Convenient. Mark frowned at a man walking down the hall in a hospital gown, tugging at the back flap. “What about witnesses?” Highway 98 was a major thoroughfare. Someone had to have seen something.
“My guys are checking, knocking on doors, but so far no one saw a thing.”
“Maybe we’ll get lucky.” Mark said it, but he didn’t store any faith in it. These days, people just didn’t want to get involved.
“I’m still trying to figure out why she was on Highway 98 on foot. Her car was in the garage at her home, and it started right up. So why was she walking?”
That mystery Mark could solve. “Dutch uses markers so she can’t leave the house without his knowledge. He puts them everywhere—on doors, drawers, windows, even on cabinets in the kitchen. If the tires on her car roll an inch on the garage floor, he knows it.”
“What about phones? We didn’t see a single one in the house. Just empty jacks.”
“When he leaves, he takes them with him so she can’t call anyone, and he empties her wallet so she can’t call a cab.”
“Good grief.”
“She keeps a private money stash, though. She’s always got cab fare.” Mark had made sure of that.
“I can’t believe she puts up with that and stays with him.” Jeff caught himself. “Sorry, I shouldn’t have said that.”
“No need to apologize for saying what I’ve been thinking for years.” Mark checked the clock—nearly ten thirty—and then the heavy doors.

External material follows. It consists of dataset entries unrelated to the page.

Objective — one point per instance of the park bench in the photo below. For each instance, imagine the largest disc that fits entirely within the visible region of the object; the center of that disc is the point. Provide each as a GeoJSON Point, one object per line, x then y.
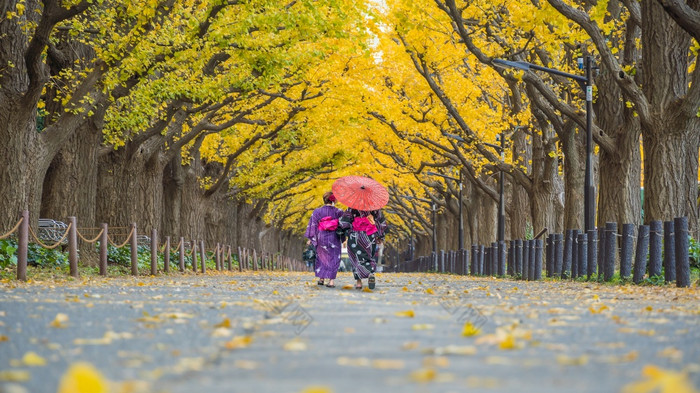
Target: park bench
{"type": "Point", "coordinates": [52, 230]}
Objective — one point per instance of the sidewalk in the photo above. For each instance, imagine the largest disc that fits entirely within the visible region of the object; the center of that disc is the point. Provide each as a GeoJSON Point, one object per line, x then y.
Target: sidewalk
{"type": "Point", "coordinates": [280, 332]}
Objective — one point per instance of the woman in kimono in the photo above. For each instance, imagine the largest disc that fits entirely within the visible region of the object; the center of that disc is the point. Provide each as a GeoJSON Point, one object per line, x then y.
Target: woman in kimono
{"type": "Point", "coordinates": [321, 232]}
{"type": "Point", "coordinates": [364, 231]}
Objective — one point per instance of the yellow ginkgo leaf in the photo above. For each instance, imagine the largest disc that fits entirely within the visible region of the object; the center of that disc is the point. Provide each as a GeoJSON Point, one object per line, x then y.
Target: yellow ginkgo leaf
{"type": "Point", "coordinates": [508, 342]}
{"type": "Point", "coordinates": [32, 359]}
{"type": "Point", "coordinates": [470, 330]}
{"type": "Point", "coordinates": [59, 321]}
{"type": "Point", "coordinates": [82, 378]}
{"type": "Point", "coordinates": [406, 314]}
{"type": "Point", "coordinates": [317, 389]}
{"type": "Point", "coordinates": [226, 323]}
{"type": "Point", "coordinates": [423, 375]}
{"type": "Point", "coordinates": [660, 380]}
{"type": "Point", "coordinates": [238, 342]}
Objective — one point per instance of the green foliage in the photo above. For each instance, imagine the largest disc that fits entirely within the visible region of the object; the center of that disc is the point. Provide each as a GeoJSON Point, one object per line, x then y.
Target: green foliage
{"type": "Point", "coordinates": [655, 280]}
{"type": "Point", "coordinates": [40, 256]}
{"type": "Point", "coordinates": [8, 257]}
{"type": "Point", "coordinates": [694, 253]}
{"type": "Point", "coordinates": [529, 231]}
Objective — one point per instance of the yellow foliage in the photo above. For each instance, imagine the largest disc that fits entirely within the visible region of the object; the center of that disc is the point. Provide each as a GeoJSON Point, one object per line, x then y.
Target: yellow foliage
{"type": "Point", "coordinates": [83, 378]}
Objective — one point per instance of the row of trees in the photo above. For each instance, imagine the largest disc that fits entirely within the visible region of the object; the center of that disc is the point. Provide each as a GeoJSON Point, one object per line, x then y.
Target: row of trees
{"type": "Point", "coordinates": [146, 112]}
{"type": "Point", "coordinates": [199, 117]}
{"type": "Point", "coordinates": [451, 101]}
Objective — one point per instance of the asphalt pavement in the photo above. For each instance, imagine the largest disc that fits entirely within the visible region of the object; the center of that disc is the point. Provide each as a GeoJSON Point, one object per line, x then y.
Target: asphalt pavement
{"type": "Point", "coordinates": [280, 332]}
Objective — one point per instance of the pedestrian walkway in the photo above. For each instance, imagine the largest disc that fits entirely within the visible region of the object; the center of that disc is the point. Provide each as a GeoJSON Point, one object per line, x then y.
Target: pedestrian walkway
{"type": "Point", "coordinates": [280, 332]}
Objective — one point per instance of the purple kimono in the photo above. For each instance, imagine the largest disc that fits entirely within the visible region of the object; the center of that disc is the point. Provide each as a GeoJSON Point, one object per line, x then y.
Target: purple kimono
{"type": "Point", "coordinates": [327, 243]}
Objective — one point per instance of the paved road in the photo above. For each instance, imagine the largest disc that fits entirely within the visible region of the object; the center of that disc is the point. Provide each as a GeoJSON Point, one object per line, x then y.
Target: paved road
{"type": "Point", "coordinates": [279, 332]}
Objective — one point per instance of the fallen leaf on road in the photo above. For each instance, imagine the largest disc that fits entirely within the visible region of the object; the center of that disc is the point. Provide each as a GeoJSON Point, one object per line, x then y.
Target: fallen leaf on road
{"type": "Point", "coordinates": [14, 375]}
{"type": "Point", "coordinates": [572, 361]}
{"type": "Point", "coordinates": [32, 359]}
{"type": "Point", "coordinates": [664, 381]}
{"type": "Point", "coordinates": [317, 389]}
{"type": "Point", "coordinates": [454, 350]}
{"type": "Point", "coordinates": [294, 345]}
{"type": "Point", "coordinates": [353, 362]}
{"type": "Point", "coordinates": [423, 375]}
{"type": "Point", "coordinates": [238, 342]}
{"type": "Point", "coordinates": [436, 362]}
{"type": "Point", "coordinates": [409, 345]}
{"type": "Point", "coordinates": [59, 321]}
{"type": "Point", "coordinates": [388, 364]}
{"type": "Point", "coordinates": [82, 378]}
{"type": "Point", "coordinates": [470, 330]}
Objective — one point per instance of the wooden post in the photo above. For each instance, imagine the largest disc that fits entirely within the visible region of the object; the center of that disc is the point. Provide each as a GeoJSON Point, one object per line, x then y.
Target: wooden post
{"type": "Point", "coordinates": [134, 252]}
{"type": "Point", "coordinates": [154, 252]}
{"type": "Point", "coordinates": [182, 254]}
{"type": "Point", "coordinates": [217, 259]}
{"type": "Point", "coordinates": [104, 240]}
{"type": "Point", "coordinates": [203, 254]}
{"type": "Point", "coordinates": [166, 255]}
{"type": "Point", "coordinates": [194, 256]}
{"type": "Point", "coordinates": [73, 247]}
{"type": "Point", "coordinates": [23, 246]}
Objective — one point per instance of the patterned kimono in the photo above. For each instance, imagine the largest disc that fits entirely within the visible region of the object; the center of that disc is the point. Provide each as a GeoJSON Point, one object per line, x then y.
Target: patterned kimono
{"type": "Point", "coordinates": [327, 243]}
{"type": "Point", "coordinates": [362, 247]}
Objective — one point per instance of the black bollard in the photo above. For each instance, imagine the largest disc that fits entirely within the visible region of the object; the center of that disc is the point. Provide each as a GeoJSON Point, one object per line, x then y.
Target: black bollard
{"type": "Point", "coordinates": [494, 259]}
{"type": "Point", "coordinates": [601, 252]}
{"type": "Point", "coordinates": [582, 254]}
{"type": "Point", "coordinates": [549, 252]}
{"type": "Point", "coordinates": [502, 258]}
{"type": "Point", "coordinates": [480, 265]}
{"type": "Point", "coordinates": [680, 225]}
{"type": "Point", "coordinates": [518, 258]}
{"type": "Point", "coordinates": [526, 260]}
{"type": "Point", "coordinates": [610, 248]}
{"type": "Point", "coordinates": [669, 252]}
{"type": "Point", "coordinates": [626, 250]}
{"type": "Point", "coordinates": [592, 252]}
{"type": "Point", "coordinates": [511, 258]}
{"type": "Point", "coordinates": [655, 248]}
{"type": "Point", "coordinates": [568, 247]}
{"type": "Point", "coordinates": [574, 253]}
{"type": "Point", "coordinates": [531, 267]}
{"type": "Point", "coordinates": [558, 254]}
{"type": "Point", "coordinates": [640, 258]}
{"type": "Point", "coordinates": [538, 258]}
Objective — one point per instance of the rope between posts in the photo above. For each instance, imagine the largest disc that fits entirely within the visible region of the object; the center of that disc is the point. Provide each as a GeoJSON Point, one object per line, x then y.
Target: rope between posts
{"type": "Point", "coordinates": [90, 241]}
{"type": "Point", "coordinates": [36, 238]}
{"type": "Point", "coordinates": [178, 244]}
{"type": "Point", "coordinates": [8, 234]}
{"type": "Point", "coordinates": [128, 237]}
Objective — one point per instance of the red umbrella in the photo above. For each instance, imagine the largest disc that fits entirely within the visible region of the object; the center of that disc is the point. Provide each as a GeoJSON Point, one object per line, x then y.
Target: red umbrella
{"type": "Point", "coordinates": [361, 193]}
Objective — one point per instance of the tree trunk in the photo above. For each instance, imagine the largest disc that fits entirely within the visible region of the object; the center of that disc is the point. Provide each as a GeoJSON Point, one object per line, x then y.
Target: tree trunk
{"type": "Point", "coordinates": [671, 137]}
{"type": "Point", "coordinates": [130, 185]}
{"type": "Point", "coordinates": [520, 202]}
{"type": "Point", "coordinates": [573, 146]}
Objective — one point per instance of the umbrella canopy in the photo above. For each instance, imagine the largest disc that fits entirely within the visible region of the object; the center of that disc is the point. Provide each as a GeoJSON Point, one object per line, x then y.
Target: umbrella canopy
{"type": "Point", "coordinates": [361, 193]}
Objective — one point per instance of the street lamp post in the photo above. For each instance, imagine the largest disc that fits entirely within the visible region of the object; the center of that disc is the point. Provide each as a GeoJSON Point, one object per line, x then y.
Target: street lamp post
{"type": "Point", "coordinates": [501, 233]}
{"type": "Point", "coordinates": [586, 82]}
{"type": "Point", "coordinates": [461, 218]}
{"type": "Point", "coordinates": [434, 209]}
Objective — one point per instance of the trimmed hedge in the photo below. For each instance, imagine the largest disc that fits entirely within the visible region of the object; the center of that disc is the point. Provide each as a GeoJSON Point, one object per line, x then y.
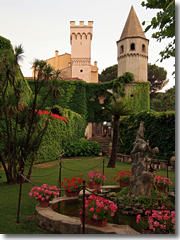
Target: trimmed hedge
{"type": "Point", "coordinates": [59, 136]}
{"type": "Point", "coordinates": [83, 148]}
{"type": "Point", "coordinates": [159, 130]}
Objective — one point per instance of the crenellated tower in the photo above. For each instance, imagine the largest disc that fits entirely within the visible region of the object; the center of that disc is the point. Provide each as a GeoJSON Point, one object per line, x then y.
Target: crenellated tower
{"type": "Point", "coordinates": [80, 37]}
{"type": "Point", "coordinates": [132, 49]}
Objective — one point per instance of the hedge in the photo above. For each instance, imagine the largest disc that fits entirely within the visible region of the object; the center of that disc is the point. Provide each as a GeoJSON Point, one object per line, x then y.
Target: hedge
{"type": "Point", "coordinates": [159, 130]}
{"type": "Point", "coordinates": [59, 136]}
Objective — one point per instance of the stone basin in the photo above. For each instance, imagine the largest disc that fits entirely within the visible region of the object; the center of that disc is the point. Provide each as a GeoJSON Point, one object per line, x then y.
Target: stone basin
{"type": "Point", "coordinates": [52, 221]}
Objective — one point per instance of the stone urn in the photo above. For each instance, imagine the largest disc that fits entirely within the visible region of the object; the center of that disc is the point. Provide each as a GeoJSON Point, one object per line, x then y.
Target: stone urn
{"type": "Point", "coordinates": [172, 162]}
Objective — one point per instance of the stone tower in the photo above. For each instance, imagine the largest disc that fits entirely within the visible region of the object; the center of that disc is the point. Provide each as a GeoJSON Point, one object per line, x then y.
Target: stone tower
{"type": "Point", "coordinates": [132, 52]}
{"type": "Point", "coordinates": [80, 37]}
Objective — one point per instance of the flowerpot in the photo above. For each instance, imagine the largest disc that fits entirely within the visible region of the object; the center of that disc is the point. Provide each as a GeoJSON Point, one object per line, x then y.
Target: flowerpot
{"type": "Point", "coordinates": [94, 185]}
{"type": "Point", "coordinates": [163, 189]}
{"type": "Point", "coordinates": [98, 223]}
{"type": "Point", "coordinates": [123, 184]}
{"type": "Point", "coordinates": [72, 194]}
{"type": "Point", "coordinates": [43, 203]}
{"type": "Point", "coordinates": [87, 220]}
{"type": "Point", "coordinates": [148, 231]}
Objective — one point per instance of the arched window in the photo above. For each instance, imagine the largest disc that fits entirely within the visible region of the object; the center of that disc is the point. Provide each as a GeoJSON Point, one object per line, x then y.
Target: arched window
{"type": "Point", "coordinates": [143, 48]}
{"type": "Point", "coordinates": [121, 49]}
{"type": "Point", "coordinates": [132, 46]}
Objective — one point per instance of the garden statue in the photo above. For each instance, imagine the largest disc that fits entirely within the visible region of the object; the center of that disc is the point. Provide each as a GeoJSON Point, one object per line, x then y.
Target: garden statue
{"type": "Point", "coordinates": [142, 181]}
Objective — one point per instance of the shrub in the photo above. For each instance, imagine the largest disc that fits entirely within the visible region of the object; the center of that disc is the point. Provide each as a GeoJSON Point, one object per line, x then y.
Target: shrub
{"type": "Point", "coordinates": [159, 130]}
{"type": "Point", "coordinates": [83, 148]}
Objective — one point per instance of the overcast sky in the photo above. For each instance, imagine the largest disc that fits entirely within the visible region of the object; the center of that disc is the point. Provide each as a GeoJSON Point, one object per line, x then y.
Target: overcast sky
{"type": "Point", "coordinates": [43, 26]}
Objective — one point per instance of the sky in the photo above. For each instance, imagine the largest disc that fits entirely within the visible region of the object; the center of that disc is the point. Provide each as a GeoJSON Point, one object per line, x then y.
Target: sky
{"type": "Point", "coordinates": [43, 26]}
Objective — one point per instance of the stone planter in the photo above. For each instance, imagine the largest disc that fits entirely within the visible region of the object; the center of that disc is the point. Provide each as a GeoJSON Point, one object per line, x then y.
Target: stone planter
{"type": "Point", "coordinates": [123, 184]}
{"type": "Point", "coordinates": [94, 185]}
{"type": "Point", "coordinates": [72, 194]}
{"type": "Point", "coordinates": [43, 203]}
{"type": "Point", "coordinates": [94, 222]}
{"type": "Point", "coordinates": [148, 231]}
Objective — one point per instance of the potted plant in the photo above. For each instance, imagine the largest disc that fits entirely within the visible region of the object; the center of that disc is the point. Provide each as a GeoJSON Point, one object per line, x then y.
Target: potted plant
{"type": "Point", "coordinates": [44, 194]}
{"type": "Point", "coordinates": [123, 178]}
{"type": "Point", "coordinates": [98, 210]}
{"type": "Point", "coordinates": [72, 186]}
{"type": "Point", "coordinates": [157, 222]}
{"type": "Point", "coordinates": [95, 178]}
{"type": "Point", "coordinates": [163, 183]}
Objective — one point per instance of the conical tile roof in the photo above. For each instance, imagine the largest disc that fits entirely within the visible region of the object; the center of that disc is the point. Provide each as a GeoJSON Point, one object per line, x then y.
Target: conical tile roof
{"type": "Point", "coordinates": [132, 27]}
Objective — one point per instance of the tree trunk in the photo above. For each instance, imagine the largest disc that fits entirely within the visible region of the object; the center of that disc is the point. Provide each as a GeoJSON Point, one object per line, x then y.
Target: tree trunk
{"type": "Point", "coordinates": [112, 160]}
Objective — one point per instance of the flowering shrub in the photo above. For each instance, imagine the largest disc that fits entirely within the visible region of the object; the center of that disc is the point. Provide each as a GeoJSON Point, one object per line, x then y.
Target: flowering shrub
{"type": "Point", "coordinates": [95, 176]}
{"type": "Point", "coordinates": [45, 112]}
{"type": "Point", "coordinates": [99, 208]}
{"type": "Point", "coordinates": [72, 183]}
{"type": "Point", "coordinates": [163, 181]}
{"type": "Point", "coordinates": [159, 221]}
{"type": "Point", "coordinates": [123, 176]}
{"type": "Point", "coordinates": [44, 193]}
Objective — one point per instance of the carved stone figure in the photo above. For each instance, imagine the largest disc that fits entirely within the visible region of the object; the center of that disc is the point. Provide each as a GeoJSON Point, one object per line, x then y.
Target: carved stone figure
{"type": "Point", "coordinates": [142, 181]}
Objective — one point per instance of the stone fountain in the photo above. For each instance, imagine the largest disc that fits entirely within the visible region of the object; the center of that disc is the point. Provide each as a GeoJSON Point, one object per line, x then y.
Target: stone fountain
{"type": "Point", "coordinates": [143, 178]}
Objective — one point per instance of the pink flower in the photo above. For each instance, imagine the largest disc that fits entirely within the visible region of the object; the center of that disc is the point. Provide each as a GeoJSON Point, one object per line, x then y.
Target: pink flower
{"type": "Point", "coordinates": [156, 224]}
{"type": "Point", "coordinates": [173, 220]}
{"type": "Point", "coordinates": [91, 209]}
{"type": "Point", "coordinates": [165, 217]}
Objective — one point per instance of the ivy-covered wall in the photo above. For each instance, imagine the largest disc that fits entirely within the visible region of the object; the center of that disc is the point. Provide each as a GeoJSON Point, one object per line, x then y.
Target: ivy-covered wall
{"type": "Point", "coordinates": [59, 135]}
{"type": "Point", "coordinates": [159, 130]}
{"type": "Point", "coordinates": [83, 98]}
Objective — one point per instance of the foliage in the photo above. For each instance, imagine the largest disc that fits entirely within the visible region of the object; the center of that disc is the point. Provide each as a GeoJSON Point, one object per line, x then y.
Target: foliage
{"type": "Point", "coordinates": [159, 130]}
{"type": "Point", "coordinates": [20, 129]}
{"type": "Point", "coordinates": [157, 199]}
{"type": "Point", "coordinates": [73, 97]}
{"type": "Point", "coordinates": [60, 136]}
{"type": "Point", "coordinates": [9, 194]}
{"type": "Point", "coordinates": [157, 77]}
{"type": "Point", "coordinates": [163, 181]}
{"type": "Point", "coordinates": [164, 22]}
{"type": "Point", "coordinates": [123, 176]}
{"type": "Point", "coordinates": [83, 98]}
{"type": "Point", "coordinates": [83, 148]}
{"type": "Point", "coordinates": [99, 208]}
{"type": "Point", "coordinates": [5, 44]}
{"type": "Point", "coordinates": [162, 222]}
{"type": "Point", "coordinates": [44, 193]}
{"type": "Point", "coordinates": [73, 184]}
{"type": "Point", "coordinates": [116, 109]}
{"type": "Point", "coordinates": [95, 176]}
{"type": "Point", "coordinates": [162, 102]}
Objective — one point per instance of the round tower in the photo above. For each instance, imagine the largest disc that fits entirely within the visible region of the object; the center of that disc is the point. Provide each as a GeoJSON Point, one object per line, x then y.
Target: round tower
{"type": "Point", "coordinates": [81, 36]}
{"type": "Point", "coordinates": [132, 49]}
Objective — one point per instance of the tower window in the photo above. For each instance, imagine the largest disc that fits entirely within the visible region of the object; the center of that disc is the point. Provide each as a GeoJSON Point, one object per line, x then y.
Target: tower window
{"type": "Point", "coordinates": [143, 48]}
{"type": "Point", "coordinates": [121, 49]}
{"type": "Point", "coordinates": [132, 46]}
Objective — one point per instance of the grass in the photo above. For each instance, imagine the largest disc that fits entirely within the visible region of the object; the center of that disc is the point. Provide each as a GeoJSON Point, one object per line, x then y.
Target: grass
{"type": "Point", "coordinates": [9, 194]}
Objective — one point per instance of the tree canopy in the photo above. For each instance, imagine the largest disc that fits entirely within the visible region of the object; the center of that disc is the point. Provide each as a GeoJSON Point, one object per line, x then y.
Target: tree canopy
{"type": "Point", "coordinates": [164, 21]}
{"type": "Point", "coordinates": [156, 76]}
{"type": "Point", "coordinates": [161, 102]}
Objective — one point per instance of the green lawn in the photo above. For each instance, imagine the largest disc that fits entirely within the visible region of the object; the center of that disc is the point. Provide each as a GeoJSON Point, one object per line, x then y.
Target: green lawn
{"type": "Point", "coordinates": [9, 194]}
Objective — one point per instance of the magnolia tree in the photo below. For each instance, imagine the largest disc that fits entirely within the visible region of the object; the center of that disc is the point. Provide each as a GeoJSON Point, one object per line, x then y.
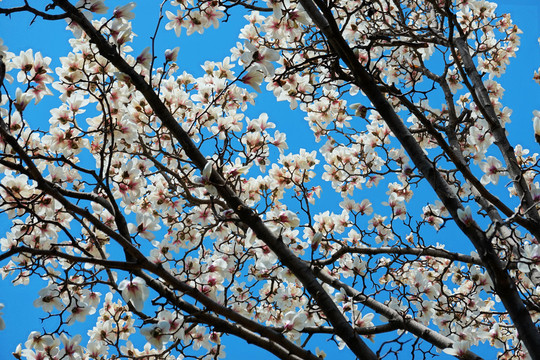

The harsh light glinted off the metal push plate. “Annie has her reasons.”
“It’s her life,” Jeff said. “We have to respect her decisions.”
“Yeah, whether or not we like them.” Ben and Kelly walked into the ICU waiting room. Nora and Clyde came in behind them. Over their shoulders, Mark saw Harvey stop at the nurses’ station. “Listen.” Mark tipped the phone closer to his mouth and dropped his voice. “Keep me posted, and I’ll do the same with you. Remember that my old team is in town. They’ll help in any way they can.” He reeled off Joe’s and Tim’s cell phone numbers.
“You’re a step behind them. Joe’s already been in touch. They’ve been recruited to work in ways that won’t cost me my badge. With the budget cutbacks, we just don’t have the manpower we need to cast a wide net on finding witnesses.”
“You’re keeping my security team active at Three Gables, correct?” It wouldn’t surprise Mark to discover Dutch lurking in the woods on the reservation land adjacent to the property, looking for a way to wreck Lisa’s party. He would want to punish Lisa for Annie’s defying him and going over anyway. Hurting Lisa would most hurt Annie.
Twisted. Sick. Mark had been skeptical of this Georgia trip from the start and so was Jeff, which was why, when Peggy said Annie was coming to the party, Mark and Jeff agreed that since Jeff had the authority to make arrests, he would keep an eye on Annie until she got to Three Gables, and then Mark would take over.
“If Annie’s condition changes, let me know,” Jeff said. “Should I put a guard on her, or will you be there?”